Der Felsschlüpfer gehört zu einer Vogelfamilie, welche ausschliesslich auf Neuseeland heimisch ist: den Maorischlüpfern (Xenicidae). Vier Arten umfasste diese Vogelgruppe, deren Verwandtschaft im dunkeln liegt, noch vor kurzem. Eine davon starb jedoch um 1874 aus; eine zweite wurde seit 1972 nicht mehr gesehen. Häufig und weitverbreitet ist heute einzig noch der Zwergschlüpfer (Acanthisitta chloris), der sich rühmen kann, mit einer Länge von 7,5 Zentimetern der kleinste Vogel Neuseelands zu sein.

Auch der Felsschlüpfer ist ein zierlicher, nur 9 Zentimeter langer Vogel. Er kommt ausschliesslich auf Neuseelands Südinsel vor und bewohnt dort subalpine Wiesen-, Gebüsch- und Felslandschaften im Bereich der zentralen Bergkette, zumeist in Höhen zwischen 900 und 2500 Metern ü.M. Er ist ein ziemlich schlechter Flieger, der sich die meiste Zeit am Boden aufhält. Dafür erlauben ihm seine überdimensionalen Füsse, baumläuferartig an den Felsen umherzuklettern.
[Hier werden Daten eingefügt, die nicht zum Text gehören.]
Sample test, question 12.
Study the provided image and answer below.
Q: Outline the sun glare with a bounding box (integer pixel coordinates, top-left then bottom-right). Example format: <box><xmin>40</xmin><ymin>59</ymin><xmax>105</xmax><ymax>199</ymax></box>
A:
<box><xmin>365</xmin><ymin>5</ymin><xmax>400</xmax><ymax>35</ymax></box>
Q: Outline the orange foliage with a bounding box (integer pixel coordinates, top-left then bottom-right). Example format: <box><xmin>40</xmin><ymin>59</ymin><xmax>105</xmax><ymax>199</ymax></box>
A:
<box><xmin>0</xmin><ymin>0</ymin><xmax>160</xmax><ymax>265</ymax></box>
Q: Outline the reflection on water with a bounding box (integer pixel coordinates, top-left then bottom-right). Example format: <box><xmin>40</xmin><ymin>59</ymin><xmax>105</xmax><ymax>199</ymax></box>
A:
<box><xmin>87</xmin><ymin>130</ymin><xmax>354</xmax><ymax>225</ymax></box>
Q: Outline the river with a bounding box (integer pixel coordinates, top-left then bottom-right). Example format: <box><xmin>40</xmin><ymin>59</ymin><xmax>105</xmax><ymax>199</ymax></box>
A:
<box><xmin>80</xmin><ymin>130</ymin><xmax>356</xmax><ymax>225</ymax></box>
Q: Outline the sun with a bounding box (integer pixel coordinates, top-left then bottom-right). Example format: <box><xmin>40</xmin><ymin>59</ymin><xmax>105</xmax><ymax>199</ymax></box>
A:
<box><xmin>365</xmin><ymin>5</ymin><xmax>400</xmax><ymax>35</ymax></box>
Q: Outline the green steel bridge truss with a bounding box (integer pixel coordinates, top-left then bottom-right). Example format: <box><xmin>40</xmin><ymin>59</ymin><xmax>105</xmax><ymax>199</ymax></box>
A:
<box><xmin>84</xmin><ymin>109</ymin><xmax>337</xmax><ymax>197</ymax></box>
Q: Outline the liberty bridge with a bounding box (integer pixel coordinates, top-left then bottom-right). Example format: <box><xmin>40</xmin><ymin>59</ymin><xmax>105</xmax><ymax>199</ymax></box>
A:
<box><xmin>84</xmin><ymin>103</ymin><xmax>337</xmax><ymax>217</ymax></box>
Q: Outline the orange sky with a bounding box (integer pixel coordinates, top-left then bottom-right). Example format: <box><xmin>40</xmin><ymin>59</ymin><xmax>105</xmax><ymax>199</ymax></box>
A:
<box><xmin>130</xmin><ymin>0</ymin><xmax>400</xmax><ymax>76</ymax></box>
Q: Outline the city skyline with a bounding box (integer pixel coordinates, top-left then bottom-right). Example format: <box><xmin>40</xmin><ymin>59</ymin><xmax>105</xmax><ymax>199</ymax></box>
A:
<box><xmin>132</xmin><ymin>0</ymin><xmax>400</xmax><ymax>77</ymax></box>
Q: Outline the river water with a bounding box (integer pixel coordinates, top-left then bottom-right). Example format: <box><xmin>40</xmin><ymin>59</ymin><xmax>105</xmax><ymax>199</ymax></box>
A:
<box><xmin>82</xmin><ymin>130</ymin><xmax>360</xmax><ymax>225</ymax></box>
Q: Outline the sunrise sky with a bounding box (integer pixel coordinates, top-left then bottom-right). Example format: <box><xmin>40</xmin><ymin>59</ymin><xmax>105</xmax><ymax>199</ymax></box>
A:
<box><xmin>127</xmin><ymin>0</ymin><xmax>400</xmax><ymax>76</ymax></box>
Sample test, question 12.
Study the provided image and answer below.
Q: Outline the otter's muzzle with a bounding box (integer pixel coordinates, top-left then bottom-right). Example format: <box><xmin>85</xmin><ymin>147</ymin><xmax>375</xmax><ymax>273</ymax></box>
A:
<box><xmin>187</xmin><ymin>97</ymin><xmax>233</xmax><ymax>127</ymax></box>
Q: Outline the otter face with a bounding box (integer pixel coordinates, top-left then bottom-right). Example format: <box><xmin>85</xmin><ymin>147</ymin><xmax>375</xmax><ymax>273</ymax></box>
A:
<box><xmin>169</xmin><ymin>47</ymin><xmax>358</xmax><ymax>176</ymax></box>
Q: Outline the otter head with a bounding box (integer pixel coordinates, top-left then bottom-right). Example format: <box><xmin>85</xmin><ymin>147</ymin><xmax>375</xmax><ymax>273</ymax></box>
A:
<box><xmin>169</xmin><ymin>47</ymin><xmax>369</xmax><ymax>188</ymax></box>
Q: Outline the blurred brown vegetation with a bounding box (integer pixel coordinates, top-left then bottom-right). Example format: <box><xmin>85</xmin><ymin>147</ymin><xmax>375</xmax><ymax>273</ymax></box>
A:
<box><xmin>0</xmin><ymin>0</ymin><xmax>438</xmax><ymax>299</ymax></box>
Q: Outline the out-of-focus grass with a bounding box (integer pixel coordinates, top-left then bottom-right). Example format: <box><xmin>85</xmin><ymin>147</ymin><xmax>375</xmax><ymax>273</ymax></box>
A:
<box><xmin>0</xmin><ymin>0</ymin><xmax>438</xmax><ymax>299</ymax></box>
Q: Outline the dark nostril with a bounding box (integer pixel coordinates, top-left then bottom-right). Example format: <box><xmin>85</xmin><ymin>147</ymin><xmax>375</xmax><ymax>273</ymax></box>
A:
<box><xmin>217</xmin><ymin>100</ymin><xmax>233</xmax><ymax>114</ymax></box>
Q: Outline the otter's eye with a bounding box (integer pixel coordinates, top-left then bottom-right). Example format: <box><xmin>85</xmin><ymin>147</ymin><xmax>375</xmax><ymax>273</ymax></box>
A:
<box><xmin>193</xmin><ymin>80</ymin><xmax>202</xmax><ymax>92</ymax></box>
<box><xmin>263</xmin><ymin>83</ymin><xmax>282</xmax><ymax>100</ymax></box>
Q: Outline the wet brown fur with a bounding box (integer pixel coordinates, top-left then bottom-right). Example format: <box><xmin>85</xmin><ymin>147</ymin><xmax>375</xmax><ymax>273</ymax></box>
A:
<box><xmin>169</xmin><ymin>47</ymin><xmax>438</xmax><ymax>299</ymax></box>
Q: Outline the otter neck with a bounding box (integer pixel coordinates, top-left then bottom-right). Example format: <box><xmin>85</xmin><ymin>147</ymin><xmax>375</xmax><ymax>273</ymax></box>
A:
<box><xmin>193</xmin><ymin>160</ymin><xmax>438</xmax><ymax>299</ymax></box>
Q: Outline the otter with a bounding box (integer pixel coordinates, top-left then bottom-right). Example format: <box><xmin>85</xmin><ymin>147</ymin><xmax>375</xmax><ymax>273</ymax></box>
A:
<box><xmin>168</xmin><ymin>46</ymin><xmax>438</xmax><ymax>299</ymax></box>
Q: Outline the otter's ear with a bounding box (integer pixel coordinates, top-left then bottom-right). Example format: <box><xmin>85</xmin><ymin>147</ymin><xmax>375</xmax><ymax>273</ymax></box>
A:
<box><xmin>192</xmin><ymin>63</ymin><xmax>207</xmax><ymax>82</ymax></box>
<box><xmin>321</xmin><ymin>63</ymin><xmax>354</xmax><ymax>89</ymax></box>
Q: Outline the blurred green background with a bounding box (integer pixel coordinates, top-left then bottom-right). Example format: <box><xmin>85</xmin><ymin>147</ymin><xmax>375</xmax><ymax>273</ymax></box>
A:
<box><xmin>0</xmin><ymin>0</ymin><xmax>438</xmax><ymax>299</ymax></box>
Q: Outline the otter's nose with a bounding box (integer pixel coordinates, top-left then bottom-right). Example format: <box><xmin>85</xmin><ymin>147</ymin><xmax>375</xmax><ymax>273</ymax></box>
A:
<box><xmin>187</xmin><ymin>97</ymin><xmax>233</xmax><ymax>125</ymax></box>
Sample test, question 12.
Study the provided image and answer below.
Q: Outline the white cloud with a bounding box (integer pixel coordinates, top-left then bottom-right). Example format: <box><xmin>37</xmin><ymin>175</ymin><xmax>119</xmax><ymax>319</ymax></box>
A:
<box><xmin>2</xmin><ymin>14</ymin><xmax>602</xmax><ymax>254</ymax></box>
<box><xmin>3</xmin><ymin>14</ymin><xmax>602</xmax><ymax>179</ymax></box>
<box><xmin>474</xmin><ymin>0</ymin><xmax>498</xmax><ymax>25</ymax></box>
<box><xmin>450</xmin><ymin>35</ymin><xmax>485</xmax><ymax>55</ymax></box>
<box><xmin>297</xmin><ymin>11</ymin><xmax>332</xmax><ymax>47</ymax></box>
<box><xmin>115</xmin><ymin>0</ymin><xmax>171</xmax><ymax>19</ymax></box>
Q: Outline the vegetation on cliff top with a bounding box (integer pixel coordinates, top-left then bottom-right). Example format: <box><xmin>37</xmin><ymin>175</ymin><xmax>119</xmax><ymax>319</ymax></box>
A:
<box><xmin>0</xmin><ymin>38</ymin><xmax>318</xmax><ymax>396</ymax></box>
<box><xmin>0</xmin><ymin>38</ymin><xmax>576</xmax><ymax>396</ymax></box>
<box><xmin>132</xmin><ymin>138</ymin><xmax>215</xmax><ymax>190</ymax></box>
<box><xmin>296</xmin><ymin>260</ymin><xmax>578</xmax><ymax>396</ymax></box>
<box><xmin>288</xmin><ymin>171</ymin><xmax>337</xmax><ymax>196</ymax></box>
Hüpfend und flatternd «schlüpft» der Vogelzwerg in seinem Lebensraum von Fels zu Fels - stets auf der Suche nach Insekten, seiner Hauptnahrung.

Jeweils im September oder Oktober bauen die Felsschlüpferpaare in einer Felsnische ein umfangreiches Kugelnest mit seitlichem Eingang. Das Nest wird aus Grashalmen, kleinen Zweigen, Moos und Würzelchen gebaut und mit Federn gut ausgepolstert. Dahinein legt dann das Weibchen zwei bis fünf Eier. Über die Brutzeit und die Nestlingszeit ist nichts bekannt, doch zeigen Beobachtungen, dass die beiden Altvögel ihren Nachwuchs partnerschaftlich aufziehen.

Der Felsschluepfer kommt in seiner bergigen Heimat vorerst noch in gesunden Beständen vor, und sein Lebensraum wurde bislang vom Menschen verhältnismässig wenig geschädigt. Es wird aber befürchtet, dass insbesondere die nach Neuseeland eingeschleppten marderartigen Raubsäuger Iltis (Mustela putorius), Hermelin (Mustela erminea) und Mauswiesel (Mustela nivalis) für den winzigen Vogel ein ernstes Problem darstellen.